In the free-for-all bazaar of geo-political relationships, India has ties with countries that are not necessarily friendly toward each other, including in Israel’s case, Iran. It has also recognized Palestine as a state and has long been a strong supporter of the Palestinians. As a result, its relationship with Israel has been lukewarm for years.

Its ties with Israel have grown increasingly stronger in the last decade, however. Indian Prime Minister Narendra Modi has boosted the relationship since entering office in 2014, as he eyes the technological know-how of a kindred democratic nation.

Complicated alliances did not stop India from giving Rivlin the red-carpet treatment on his stay, even though he represents a country of only 8.5 million people.

Rivlin was the guest speaker at an economic and an agriculture conference, and his words made headlines throughout the week.

Modi didn’t just shake Rivlin’s hand, he hugged him during their joint press conference on Wednesday, telling Rivlin he “deeply valued their strong and growing partnership” as he spoke of the joint threats of terrorism that both countries face.

“Our peoples are constantly threatened by forces of terrorism and extremism,” he said.

Rivlin told the Post, that Modi has made a difference to Israeli-Indian ties.
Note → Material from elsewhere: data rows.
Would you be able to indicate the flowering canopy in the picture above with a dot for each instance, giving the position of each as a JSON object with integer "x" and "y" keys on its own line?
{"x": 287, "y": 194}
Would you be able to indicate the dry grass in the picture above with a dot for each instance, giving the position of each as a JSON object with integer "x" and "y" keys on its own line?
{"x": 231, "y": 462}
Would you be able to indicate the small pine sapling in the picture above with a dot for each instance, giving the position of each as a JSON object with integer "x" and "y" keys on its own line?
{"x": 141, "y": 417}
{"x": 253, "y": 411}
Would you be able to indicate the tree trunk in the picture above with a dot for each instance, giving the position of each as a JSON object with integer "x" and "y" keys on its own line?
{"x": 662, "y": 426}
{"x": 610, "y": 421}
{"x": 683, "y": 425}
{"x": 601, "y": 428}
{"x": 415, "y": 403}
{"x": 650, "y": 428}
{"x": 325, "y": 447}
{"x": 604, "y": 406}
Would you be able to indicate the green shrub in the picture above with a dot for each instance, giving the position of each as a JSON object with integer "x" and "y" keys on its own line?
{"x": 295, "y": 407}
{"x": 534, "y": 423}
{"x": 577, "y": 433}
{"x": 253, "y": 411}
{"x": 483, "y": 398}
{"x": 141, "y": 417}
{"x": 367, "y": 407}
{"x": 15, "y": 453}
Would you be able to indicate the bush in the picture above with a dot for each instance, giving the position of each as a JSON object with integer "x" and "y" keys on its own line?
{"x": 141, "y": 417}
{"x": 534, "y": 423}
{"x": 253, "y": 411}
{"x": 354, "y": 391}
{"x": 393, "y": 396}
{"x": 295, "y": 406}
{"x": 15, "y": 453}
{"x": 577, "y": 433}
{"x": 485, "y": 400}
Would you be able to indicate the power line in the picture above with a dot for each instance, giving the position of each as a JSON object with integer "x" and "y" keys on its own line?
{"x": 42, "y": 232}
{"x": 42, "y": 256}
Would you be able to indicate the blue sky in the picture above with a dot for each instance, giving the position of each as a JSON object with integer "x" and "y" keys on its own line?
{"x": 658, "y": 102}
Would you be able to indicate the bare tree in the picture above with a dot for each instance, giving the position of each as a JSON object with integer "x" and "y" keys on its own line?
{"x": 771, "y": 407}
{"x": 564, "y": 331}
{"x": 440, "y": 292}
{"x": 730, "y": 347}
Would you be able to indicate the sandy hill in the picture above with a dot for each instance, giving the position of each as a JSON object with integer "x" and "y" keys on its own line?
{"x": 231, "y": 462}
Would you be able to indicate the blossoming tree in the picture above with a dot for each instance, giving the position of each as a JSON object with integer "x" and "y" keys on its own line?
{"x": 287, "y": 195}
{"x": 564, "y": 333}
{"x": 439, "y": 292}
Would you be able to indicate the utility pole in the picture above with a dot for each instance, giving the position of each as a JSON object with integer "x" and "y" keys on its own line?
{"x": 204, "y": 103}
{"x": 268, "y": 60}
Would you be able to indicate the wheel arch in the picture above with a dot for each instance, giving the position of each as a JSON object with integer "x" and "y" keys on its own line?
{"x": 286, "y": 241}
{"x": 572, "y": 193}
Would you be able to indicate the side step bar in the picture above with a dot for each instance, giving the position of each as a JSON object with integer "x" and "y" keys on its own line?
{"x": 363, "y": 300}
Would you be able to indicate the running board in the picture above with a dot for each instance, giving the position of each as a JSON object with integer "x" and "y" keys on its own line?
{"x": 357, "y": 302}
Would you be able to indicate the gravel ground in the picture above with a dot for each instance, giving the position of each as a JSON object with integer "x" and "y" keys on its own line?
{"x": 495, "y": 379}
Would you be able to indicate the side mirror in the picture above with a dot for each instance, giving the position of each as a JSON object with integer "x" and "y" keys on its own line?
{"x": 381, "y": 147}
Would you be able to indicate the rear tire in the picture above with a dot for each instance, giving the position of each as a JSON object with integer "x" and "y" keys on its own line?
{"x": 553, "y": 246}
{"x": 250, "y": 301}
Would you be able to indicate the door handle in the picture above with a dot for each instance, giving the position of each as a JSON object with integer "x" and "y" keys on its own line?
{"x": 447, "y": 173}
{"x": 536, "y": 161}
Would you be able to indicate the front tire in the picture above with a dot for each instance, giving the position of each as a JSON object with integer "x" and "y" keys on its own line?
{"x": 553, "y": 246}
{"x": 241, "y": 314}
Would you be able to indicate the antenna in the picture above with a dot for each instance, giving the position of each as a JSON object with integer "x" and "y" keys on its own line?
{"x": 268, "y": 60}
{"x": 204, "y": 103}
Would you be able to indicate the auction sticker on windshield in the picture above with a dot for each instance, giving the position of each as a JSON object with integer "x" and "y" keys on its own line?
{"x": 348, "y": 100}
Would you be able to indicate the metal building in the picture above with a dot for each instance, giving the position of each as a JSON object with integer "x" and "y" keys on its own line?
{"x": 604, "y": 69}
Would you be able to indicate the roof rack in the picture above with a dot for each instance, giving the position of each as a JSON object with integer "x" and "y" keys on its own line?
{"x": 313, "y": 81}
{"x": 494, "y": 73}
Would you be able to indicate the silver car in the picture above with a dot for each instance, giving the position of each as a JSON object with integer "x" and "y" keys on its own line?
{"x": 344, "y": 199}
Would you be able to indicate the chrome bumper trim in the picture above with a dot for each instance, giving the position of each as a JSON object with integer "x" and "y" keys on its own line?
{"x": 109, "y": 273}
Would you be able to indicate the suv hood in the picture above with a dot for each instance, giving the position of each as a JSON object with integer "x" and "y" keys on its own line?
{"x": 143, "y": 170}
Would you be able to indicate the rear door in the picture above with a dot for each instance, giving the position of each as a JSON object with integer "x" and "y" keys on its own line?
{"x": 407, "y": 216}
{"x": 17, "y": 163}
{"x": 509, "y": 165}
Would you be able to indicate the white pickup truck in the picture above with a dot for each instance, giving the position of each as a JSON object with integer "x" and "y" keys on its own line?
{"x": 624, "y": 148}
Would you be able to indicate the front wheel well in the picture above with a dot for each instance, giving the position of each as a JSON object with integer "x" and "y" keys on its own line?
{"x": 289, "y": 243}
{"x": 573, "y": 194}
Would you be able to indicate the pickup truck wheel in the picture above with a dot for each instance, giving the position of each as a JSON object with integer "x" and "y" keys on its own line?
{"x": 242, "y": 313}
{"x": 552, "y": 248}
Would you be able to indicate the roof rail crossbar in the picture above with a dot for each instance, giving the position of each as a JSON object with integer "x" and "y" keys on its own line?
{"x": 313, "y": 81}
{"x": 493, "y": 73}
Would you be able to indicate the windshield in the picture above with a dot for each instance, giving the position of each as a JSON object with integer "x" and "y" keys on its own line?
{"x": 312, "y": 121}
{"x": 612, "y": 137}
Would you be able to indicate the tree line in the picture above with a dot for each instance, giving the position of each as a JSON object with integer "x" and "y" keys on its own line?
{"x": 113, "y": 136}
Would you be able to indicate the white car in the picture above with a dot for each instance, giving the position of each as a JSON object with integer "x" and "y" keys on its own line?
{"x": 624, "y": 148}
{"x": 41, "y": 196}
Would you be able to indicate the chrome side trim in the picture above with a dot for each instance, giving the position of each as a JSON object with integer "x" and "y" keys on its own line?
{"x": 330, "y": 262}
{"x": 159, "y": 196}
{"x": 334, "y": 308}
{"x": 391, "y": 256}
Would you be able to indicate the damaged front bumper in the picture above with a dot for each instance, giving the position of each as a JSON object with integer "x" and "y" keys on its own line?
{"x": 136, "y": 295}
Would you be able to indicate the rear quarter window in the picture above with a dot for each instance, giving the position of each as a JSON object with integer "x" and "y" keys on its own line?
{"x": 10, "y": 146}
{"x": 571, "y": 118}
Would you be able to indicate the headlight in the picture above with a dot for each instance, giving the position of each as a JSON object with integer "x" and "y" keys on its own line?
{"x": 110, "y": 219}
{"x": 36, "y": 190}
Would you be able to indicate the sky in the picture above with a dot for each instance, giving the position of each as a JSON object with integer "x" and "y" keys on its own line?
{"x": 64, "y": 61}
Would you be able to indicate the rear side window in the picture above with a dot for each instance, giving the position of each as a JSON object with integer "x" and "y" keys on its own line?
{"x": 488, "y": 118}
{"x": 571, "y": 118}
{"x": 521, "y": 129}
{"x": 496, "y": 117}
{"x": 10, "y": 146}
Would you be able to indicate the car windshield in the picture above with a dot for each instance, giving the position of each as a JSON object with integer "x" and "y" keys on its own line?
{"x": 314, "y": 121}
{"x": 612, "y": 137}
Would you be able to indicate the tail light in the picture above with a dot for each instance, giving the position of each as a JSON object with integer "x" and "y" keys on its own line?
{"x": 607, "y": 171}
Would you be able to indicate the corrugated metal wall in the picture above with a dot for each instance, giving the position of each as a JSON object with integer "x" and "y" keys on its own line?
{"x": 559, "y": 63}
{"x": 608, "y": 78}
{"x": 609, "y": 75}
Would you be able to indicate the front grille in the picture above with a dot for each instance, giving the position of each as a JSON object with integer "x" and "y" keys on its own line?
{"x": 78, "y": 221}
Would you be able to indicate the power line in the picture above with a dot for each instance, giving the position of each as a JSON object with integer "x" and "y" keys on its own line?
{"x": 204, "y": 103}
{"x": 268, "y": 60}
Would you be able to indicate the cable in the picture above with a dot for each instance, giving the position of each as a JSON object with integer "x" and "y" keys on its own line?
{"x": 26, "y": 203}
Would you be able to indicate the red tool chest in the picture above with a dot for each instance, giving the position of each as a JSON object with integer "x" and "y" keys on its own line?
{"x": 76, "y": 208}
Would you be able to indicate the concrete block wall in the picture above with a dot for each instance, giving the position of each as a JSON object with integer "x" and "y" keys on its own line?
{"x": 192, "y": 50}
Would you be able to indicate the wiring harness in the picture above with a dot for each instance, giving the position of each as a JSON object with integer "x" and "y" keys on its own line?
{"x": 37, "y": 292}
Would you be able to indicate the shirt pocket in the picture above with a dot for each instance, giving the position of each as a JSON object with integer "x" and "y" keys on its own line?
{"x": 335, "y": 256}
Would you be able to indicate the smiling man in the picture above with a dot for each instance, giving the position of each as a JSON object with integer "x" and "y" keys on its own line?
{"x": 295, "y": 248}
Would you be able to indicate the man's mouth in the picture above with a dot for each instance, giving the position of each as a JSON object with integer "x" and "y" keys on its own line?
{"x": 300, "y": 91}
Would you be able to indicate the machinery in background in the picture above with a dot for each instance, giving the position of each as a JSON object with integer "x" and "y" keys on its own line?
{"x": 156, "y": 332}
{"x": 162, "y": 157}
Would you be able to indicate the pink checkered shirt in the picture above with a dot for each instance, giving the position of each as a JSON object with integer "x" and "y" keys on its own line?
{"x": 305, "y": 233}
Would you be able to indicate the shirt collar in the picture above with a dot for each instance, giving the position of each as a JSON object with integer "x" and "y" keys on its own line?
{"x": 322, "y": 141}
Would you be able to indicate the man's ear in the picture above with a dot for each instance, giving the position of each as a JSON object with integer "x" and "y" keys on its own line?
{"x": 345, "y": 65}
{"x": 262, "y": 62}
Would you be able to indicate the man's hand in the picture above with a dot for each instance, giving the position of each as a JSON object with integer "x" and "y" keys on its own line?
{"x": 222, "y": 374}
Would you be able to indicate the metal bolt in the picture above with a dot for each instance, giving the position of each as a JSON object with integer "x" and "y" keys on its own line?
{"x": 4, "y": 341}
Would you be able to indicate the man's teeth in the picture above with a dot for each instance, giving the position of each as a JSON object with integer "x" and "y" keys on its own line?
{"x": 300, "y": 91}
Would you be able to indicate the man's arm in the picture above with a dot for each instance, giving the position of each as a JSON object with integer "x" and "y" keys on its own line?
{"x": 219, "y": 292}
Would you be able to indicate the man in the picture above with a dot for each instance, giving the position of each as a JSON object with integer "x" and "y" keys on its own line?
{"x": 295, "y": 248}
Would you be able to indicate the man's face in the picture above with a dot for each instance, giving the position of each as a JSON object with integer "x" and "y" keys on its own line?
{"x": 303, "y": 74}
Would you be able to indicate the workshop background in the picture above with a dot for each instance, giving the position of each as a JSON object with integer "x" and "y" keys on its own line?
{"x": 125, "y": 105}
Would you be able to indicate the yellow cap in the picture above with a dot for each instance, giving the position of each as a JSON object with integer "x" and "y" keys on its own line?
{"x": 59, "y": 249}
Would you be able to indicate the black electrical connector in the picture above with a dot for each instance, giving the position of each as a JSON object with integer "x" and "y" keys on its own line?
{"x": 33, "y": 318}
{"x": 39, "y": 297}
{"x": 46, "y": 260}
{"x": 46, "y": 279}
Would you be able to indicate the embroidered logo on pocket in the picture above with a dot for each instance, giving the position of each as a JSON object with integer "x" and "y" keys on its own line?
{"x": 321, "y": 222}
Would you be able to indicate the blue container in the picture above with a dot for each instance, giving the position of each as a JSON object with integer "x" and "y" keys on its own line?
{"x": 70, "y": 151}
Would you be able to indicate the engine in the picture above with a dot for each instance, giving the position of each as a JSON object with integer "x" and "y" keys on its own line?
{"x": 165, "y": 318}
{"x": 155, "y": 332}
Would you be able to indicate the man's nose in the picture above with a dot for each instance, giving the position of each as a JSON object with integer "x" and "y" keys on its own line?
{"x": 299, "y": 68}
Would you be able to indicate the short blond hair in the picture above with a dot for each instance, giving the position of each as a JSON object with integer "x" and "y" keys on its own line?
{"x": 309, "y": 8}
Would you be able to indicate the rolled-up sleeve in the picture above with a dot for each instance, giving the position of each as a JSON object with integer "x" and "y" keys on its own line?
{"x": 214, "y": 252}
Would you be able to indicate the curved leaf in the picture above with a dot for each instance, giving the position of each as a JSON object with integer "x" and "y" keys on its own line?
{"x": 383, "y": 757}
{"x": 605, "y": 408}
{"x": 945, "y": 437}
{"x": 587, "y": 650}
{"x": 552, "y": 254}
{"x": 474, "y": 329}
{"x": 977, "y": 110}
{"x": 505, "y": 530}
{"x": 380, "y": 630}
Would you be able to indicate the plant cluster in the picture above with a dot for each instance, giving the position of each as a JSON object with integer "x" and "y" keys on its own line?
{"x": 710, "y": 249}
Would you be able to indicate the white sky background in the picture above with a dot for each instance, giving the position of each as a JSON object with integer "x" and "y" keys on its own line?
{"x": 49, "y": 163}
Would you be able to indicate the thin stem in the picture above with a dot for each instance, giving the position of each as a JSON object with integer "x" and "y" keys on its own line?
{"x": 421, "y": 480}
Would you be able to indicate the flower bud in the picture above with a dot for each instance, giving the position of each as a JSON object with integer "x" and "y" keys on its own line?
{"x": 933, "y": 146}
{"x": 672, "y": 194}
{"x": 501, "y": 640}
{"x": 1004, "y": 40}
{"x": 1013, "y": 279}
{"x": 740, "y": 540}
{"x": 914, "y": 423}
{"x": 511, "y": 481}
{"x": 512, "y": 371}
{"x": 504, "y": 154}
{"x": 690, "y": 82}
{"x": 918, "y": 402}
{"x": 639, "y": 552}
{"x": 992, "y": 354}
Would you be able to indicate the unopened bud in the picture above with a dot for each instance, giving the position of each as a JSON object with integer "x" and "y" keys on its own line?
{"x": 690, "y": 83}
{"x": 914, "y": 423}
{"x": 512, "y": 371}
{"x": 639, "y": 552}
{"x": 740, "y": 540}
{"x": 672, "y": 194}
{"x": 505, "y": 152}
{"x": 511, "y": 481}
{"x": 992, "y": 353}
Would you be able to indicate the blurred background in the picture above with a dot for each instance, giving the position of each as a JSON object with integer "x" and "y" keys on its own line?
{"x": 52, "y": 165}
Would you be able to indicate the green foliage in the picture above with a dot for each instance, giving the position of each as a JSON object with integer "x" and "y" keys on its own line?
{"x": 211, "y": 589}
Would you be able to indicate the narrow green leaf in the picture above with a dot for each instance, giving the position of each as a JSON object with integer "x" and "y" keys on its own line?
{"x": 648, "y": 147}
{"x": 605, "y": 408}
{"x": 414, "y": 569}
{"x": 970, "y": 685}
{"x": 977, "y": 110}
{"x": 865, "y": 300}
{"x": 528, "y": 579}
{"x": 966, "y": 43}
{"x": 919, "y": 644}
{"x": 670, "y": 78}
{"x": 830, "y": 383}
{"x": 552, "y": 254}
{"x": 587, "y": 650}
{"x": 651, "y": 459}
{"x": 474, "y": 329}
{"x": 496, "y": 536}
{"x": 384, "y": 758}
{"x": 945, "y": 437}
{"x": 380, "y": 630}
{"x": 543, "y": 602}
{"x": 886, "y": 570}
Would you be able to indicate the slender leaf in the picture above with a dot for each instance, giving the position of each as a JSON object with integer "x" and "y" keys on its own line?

“Since Modi has been the head of government, he has changed the strategy of India when it comes to the relationship with Israel,” Rivlin said.

But it’s not just Modi, he said. “The leaders are listening to the feelings of the people.

“When people see our car with the Israeli flag, they wave and you see that they are really friendly with us,” said Rivlin.

When it comes to Iran, Rivlin told the Post, India a history of ties with Tehran. “They have many strategic needs and Iran has been important to India for centuries,” Rivlin said.

But, they know that Iran is an existential threat to Israel and that it speaks against the Jewish state at the United Nations, threatening to destroy it, he added.

“They know that fundamentalism is very dangerous,” Rivlin said.

“It is dangerous to everyone,” he added, explaining that India fears the radicalization of its 200 million Muslim citizens.

While in India, he spoke of Israel’s desire to have a free-trade agreement between the two countries. But even without that agreement, he said, the two countries are moving forward economically.

During his visit he was accompanied by a high-level delegation of business people and academics, who seek to bring Israeli technology to the large Indian market, particularly in agriculture, water and defense equipment.

Israel, for example, has done miracles with water, which Indian farmers can now benefit from, he said. Israel, he said, is seeking a true economic partnership with India, adding that it is not about what Israel can do for India, but what the two countries can do together. He repeated the slogan he used often during the trip, that Israel wants to “make in India” and “make with India.”

“We are not patronizing them. We are sharing with them our knowledge,” said Rivlin.

To underscore that theirs was much more than a business relationship, Rivlin visited Mumbai on his last day to pay homage to the 164 victims of the 2008 terrorist attacks that occurred at a number of different locations there, including the Chabad house.

“Like Israelis, Indians are not strangers to the threat and the reality of modern global terrorism. We must act and work together to share intelligence and practices; to keep our people safe; [and] to protect our borders, our towns and cities. India and Israel stand shoulder- to-shoulder in this fight. This is our duty to the memory of the victims, and will be the legacy we leave for future generations,” he said.